We have too many copies of data because we make too many copies. Simply put, copy data is the creation of copy after copy of documents, files and other electronic data as a result of multiple silo systems such as disaster recovery, business continuity, test, development and backups all operating independently of each other. This is a big reason why companies routinely face data storage issues and experience problems related to backup, restores and overall network performance.
By 2016, spending on storage for copy data will approach $50 billion and copy data capacity will exceed 315 million terabytes.
Multiple copies of the same data can waste storage space and make accessing or restoring mission-critical data challenging. Networks get bogged down by copy, store, move and restore functions, which forces mission critical applications to endure the adverse effects of sluggish performance.

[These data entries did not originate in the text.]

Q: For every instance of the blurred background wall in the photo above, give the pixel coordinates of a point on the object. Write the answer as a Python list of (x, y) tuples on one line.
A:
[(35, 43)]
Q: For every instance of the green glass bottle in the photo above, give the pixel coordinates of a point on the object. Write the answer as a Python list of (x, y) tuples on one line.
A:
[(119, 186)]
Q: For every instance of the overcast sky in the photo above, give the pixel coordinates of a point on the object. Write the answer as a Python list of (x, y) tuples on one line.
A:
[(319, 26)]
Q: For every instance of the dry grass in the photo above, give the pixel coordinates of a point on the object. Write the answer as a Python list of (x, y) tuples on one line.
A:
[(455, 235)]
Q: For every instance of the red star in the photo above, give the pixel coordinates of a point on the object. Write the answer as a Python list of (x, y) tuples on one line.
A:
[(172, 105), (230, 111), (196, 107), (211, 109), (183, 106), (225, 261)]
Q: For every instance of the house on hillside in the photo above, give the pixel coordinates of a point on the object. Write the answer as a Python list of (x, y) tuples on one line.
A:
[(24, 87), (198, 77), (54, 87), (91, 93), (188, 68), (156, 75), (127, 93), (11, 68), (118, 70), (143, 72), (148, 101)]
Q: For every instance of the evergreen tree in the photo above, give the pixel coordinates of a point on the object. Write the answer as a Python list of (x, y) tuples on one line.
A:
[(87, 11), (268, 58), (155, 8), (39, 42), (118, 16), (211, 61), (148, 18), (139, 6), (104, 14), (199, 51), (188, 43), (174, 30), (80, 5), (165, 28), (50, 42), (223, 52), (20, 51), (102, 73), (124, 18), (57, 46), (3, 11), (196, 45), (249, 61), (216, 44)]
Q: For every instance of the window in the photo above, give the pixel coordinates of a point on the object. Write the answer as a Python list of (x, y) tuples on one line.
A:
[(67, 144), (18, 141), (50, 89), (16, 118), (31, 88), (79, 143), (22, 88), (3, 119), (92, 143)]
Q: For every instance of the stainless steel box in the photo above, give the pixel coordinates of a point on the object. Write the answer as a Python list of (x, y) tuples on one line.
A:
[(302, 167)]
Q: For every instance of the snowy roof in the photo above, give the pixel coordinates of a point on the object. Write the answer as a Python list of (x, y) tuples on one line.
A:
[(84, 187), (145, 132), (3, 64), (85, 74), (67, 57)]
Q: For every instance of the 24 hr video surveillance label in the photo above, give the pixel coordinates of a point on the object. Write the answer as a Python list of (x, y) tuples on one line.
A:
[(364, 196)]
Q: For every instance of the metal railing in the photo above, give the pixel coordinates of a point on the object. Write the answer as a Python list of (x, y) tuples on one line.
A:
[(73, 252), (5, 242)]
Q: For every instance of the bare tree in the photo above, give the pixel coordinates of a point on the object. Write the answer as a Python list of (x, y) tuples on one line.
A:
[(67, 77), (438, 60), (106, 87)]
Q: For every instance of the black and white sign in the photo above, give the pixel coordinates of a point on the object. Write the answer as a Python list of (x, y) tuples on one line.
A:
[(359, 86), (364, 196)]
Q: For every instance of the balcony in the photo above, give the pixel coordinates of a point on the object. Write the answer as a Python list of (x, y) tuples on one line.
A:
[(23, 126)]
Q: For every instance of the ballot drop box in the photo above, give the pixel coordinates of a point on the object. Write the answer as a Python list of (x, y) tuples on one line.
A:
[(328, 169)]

Just one full copy of the data
Why maintain multiple tools that function independently with overlapping data and redundant information? You can eliminate the unnecessary duplication of production data by relying on the Copy Data Management (CDM) approach. The data can be used on an as-needed basis. Then, a development, analytics or test environment can be based on an exact replica of the organization’s production data without unnecessarily consuming storage space.
A company might back up its primary data to a backup server, then restore a portion of that data to a lab server that is to be used for testing or development purposes. That data set is being stored three times. CDM seeks to reduce the number of copies to two – the primary data and the backup copy. When unique changes are made to the production environment, the CDM software creates and stores a snapshot (a set of reference markers) of incremental changes at the block level. In reality, no additional copies of the data are ever created. Instead, the snapshot mechanism creates a read/write-differencing disk with a parent-child relationship to the backup copy without creating an entire new copy.
There are two main types of storage snapshot. A copy-on-write snapshot utility creates a snapshot of changes to stored data every time new data is entered or existing data is updated. This allows rapid recovery. A split-mirror snapshot utility references all the data on a set of mirrored drives. This makes it possible to access data offline. However, this is a slower process, and it requires more storage space for each snapshot.
This is how CDM differs from traditional backup:
- Reducing the number of full copies reduces the chance of server sprawl
- Valuable storage space isn’t taken up with unnecessary copies of data
- You don’t have to worry about someone accidentally modifying the contents of the backup
And here’s the top 10 evaluation criteria for copy data management & data virtualization, according to Kyle Hailey, who says:
“The average enterprise creates 8-10 copies of every production data source for application development, QA, user acceptance, production support, reporting, and backup. Thus, a 5 TB production database creates 40-50 TB of down stream copies, and a F500 firm might have more than 1,000 production databases generating petabytes of copy data.”
Reducing storage consumption
Some refer to this technology as copy data virtualization or a virtual lab. In any case, the technology reduces storage consumption while making the data easier to use. And it’s becoming much more common. How many copies of data are you storing?